Pennsylvania Divorces May Be Contagious, According To Study
Many people in Reading are familiar with the feeling of finding marriage or children more appealing after close friends decide to tie the knot or have a child. However, many couples don’t realize that this phenomenon might also work the opposite way. A new study suggests that the decision to divorce may spread contagiously among friends and even acquaintances.
Researchers from Brown University recently examined 30 years of data collected during the Framingham Heart Study, a longitudinal study of two generations of a Massachusetts community. More than 10,000 people were ultimately enrolled in the study and interviewed every two to four years. Though the study aimed to collect data on cardiovascular disease risk factors, researchers also gathered information that supports socially oriented studies.
During each interview, study participants were asked about their marital status. They were also asked to list any friends or family members who were participating in the study. On average, each participant knew 11 other participants. This provided extensive data to help researchers analyze the way family or friends might influence a person’s health and decisions.
The Brown University researchers found that participants were more likely to divorce if their friends made the same decision. Specifically, the divorce risk increased as follows:
- People who had a divorced friend were 75 percent more likely to divorce than other people. The divorce rate among this group was 16 percent, compared to an overall divorce rate of 9 percent.

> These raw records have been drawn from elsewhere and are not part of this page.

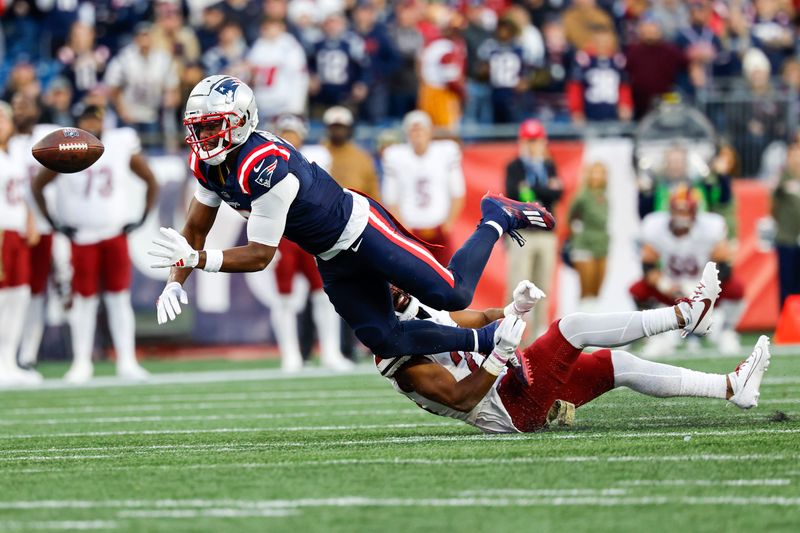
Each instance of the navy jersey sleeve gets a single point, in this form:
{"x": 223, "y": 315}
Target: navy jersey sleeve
{"x": 263, "y": 168}
{"x": 196, "y": 166}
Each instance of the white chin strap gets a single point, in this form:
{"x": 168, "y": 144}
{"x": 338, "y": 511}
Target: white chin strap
{"x": 411, "y": 310}
{"x": 217, "y": 159}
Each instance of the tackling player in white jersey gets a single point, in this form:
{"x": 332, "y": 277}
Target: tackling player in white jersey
{"x": 15, "y": 231}
{"x": 553, "y": 376}
{"x": 675, "y": 246}
{"x": 27, "y": 133}
{"x": 91, "y": 209}
{"x": 423, "y": 183}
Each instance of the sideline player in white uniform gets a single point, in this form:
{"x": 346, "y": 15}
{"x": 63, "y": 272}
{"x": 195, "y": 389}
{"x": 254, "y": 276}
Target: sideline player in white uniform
{"x": 424, "y": 183}
{"x": 675, "y": 246}
{"x": 28, "y": 132}
{"x": 554, "y": 376}
{"x": 91, "y": 210}
{"x": 293, "y": 260}
{"x": 14, "y": 258}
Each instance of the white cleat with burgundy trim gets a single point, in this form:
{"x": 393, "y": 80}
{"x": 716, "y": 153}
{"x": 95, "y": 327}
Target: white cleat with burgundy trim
{"x": 701, "y": 304}
{"x": 746, "y": 379}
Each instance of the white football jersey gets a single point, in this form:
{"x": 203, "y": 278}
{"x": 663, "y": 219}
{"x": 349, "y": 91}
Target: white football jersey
{"x": 95, "y": 201}
{"x": 13, "y": 183}
{"x": 280, "y": 76}
{"x": 490, "y": 415}
{"x": 19, "y": 148}
{"x": 434, "y": 69}
{"x": 683, "y": 258}
{"x": 423, "y": 187}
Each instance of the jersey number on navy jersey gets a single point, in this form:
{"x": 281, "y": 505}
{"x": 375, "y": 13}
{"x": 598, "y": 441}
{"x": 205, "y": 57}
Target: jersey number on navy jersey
{"x": 505, "y": 69}
{"x": 333, "y": 66}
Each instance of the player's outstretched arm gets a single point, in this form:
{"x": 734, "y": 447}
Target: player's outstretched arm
{"x": 434, "y": 382}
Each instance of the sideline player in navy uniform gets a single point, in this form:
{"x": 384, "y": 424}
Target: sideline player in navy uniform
{"x": 359, "y": 247}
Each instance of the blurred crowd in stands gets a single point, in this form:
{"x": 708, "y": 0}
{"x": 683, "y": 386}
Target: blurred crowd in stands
{"x": 428, "y": 70}
{"x": 462, "y": 61}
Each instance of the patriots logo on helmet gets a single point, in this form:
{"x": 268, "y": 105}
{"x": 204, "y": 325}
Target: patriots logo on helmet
{"x": 227, "y": 88}
{"x": 266, "y": 180}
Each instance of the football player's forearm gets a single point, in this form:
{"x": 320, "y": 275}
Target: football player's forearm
{"x": 251, "y": 258}
{"x": 471, "y": 390}
{"x": 469, "y": 318}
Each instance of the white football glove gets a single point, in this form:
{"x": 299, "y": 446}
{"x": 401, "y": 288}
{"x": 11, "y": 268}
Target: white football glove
{"x": 176, "y": 251}
{"x": 526, "y": 295}
{"x": 506, "y": 340}
{"x": 168, "y": 305}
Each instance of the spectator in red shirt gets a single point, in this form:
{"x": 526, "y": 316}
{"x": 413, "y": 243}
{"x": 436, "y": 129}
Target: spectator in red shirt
{"x": 653, "y": 65}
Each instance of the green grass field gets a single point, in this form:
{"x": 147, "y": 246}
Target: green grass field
{"x": 247, "y": 451}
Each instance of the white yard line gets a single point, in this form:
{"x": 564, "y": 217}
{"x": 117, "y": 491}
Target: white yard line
{"x": 445, "y": 423}
{"x": 201, "y": 418}
{"x": 176, "y": 506}
{"x": 351, "y": 427}
{"x": 69, "y": 525}
{"x": 213, "y": 512}
{"x": 705, "y": 482}
{"x": 448, "y": 463}
{"x": 228, "y": 376}
{"x": 211, "y": 376}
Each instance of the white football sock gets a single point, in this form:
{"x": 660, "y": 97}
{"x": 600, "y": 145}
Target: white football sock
{"x": 606, "y": 330}
{"x": 664, "y": 381}
{"x": 122, "y": 325}
{"x": 82, "y": 323}
{"x": 655, "y": 321}
{"x": 34, "y": 328}
{"x": 14, "y": 303}
{"x": 284, "y": 324}
{"x": 328, "y": 326}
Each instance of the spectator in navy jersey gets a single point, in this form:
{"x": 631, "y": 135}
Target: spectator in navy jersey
{"x": 338, "y": 67}
{"x": 83, "y": 63}
{"x": 382, "y": 58}
{"x": 503, "y": 63}
{"x": 598, "y": 88}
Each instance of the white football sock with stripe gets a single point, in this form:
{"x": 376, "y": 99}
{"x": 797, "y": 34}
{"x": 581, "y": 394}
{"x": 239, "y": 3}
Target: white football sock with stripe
{"x": 284, "y": 324}
{"x": 616, "y": 329}
{"x": 328, "y": 327}
{"x": 34, "y": 328}
{"x": 82, "y": 323}
{"x": 13, "y": 302}
{"x": 664, "y": 381}
{"x": 122, "y": 325}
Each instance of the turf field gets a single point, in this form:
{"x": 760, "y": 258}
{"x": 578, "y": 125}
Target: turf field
{"x": 223, "y": 446}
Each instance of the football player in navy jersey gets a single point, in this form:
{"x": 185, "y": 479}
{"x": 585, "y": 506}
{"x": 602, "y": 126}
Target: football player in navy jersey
{"x": 359, "y": 247}
{"x": 598, "y": 88}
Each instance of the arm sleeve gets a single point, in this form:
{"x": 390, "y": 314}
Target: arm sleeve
{"x": 513, "y": 177}
{"x": 390, "y": 191}
{"x": 269, "y": 211}
{"x": 456, "y": 174}
{"x": 206, "y": 197}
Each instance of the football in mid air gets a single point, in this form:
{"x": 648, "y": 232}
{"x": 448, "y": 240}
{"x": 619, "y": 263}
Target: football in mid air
{"x": 68, "y": 150}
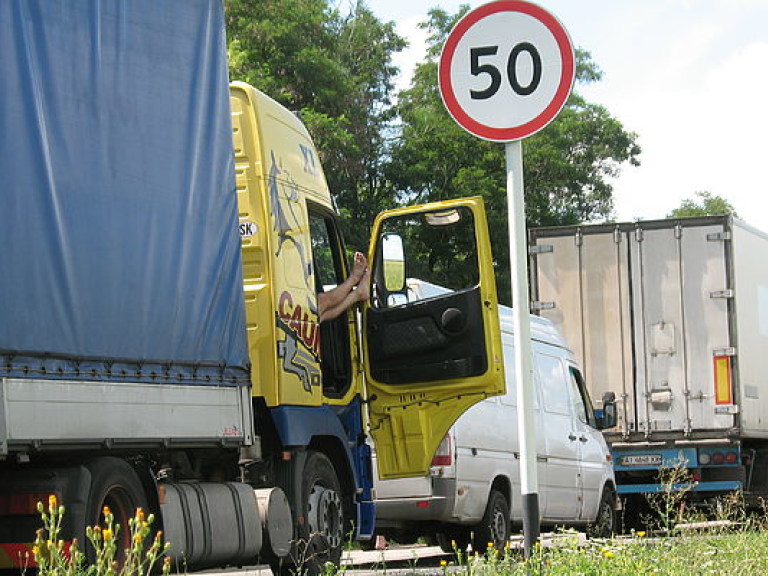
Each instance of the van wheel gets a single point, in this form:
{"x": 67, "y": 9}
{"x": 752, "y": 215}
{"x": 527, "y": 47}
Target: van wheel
{"x": 606, "y": 522}
{"x": 495, "y": 527}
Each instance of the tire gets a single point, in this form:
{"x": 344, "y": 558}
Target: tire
{"x": 607, "y": 520}
{"x": 114, "y": 484}
{"x": 496, "y": 526}
{"x": 320, "y": 537}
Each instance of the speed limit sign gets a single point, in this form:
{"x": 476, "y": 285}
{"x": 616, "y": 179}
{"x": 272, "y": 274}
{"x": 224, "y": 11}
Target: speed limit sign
{"x": 506, "y": 70}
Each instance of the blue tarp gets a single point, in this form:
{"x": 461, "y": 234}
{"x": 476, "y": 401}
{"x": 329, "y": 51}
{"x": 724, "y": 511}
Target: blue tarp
{"x": 119, "y": 250}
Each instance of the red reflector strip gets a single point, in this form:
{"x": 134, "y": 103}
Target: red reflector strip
{"x": 441, "y": 460}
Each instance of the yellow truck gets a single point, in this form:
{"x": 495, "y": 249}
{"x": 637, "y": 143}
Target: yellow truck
{"x": 165, "y": 237}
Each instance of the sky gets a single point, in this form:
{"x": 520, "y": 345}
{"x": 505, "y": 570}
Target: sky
{"x": 689, "y": 77}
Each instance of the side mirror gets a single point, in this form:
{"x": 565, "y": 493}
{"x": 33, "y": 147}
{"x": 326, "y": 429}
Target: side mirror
{"x": 393, "y": 257}
{"x": 608, "y": 416}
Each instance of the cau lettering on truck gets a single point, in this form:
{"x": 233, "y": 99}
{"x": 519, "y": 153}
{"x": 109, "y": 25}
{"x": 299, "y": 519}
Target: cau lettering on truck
{"x": 164, "y": 237}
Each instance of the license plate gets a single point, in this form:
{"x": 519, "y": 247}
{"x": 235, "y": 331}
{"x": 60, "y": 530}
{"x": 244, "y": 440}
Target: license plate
{"x": 641, "y": 460}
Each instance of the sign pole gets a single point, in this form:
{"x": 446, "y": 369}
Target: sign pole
{"x": 518, "y": 255}
{"x": 505, "y": 72}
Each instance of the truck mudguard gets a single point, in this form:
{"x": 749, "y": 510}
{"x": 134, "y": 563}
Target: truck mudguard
{"x": 92, "y": 101}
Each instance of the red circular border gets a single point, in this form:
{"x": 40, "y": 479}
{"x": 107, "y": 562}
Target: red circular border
{"x": 563, "y": 89}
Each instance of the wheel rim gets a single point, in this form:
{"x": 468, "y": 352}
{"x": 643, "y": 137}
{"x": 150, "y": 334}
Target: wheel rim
{"x": 498, "y": 528}
{"x": 121, "y": 505}
{"x": 325, "y": 514}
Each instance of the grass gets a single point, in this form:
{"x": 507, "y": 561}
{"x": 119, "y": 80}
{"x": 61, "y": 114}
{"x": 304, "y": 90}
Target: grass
{"x": 740, "y": 552}
{"x": 734, "y": 544}
{"x": 55, "y": 557}
{"x": 681, "y": 542}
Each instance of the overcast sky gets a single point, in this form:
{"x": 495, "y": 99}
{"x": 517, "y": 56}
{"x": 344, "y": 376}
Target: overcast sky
{"x": 688, "y": 76}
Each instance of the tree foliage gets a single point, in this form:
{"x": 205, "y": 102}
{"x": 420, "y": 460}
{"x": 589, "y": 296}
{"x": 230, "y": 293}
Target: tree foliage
{"x": 336, "y": 71}
{"x": 567, "y": 166}
{"x": 708, "y": 204}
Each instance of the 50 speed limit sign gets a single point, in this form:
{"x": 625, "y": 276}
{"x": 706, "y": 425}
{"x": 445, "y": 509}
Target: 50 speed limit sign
{"x": 506, "y": 70}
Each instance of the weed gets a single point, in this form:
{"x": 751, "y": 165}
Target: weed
{"x": 55, "y": 557}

- People with a divorced friend of a friend were 33 percent more likely to divorce than other people. The divorce rate among this group was 12 percent, compared to the general rate of 9 percent.
- The divorce of a twice-removed acquaintance – or the friend of a personal friend’s friend – did not appear to affect a person’s likelihood of divorcing.
There are a few intuitive explanations of why divorce may be contagious. CBS points out that emotions can be contagious, so the discontent friends feel in their marriages may be passed on to other friends. CNN notes that women may be more inspired to pursue a previously-considered separation, even a high-conflict divorce, after seeing friends make it through one successfully.
At the same time, the findings of the study are not completely conclusive. Though the decisions of friends can certainly influence a person’s own decisions, divorce may not necessarily spread contagiously among every social group.
The structure of the study limits its findings in a few ways. First, people in the study had friends who were not participating, and some of those friends were likely divorced. Researchers have no way to account for the influence of these non-participants.
Additionally, the study did not include a diverse group of participants who reflected national demographic trends. Most of the study participants were Caucasian and middle class. Compared to the general U.S. population, they were more likely to be better educated and less likely to seek divorces. Thus, the study’s results may not effectively predict the behaviors of other groups.
Still, anyone preparing for a divorce after the divorce of a family member or friend may want to recognize the possibility of contagion and carefully consider his or her motivations. Anyone considering a divorce in Pennsylvania should also meet with an attorney to discuss the potential outcomes and complications that could come with the decision.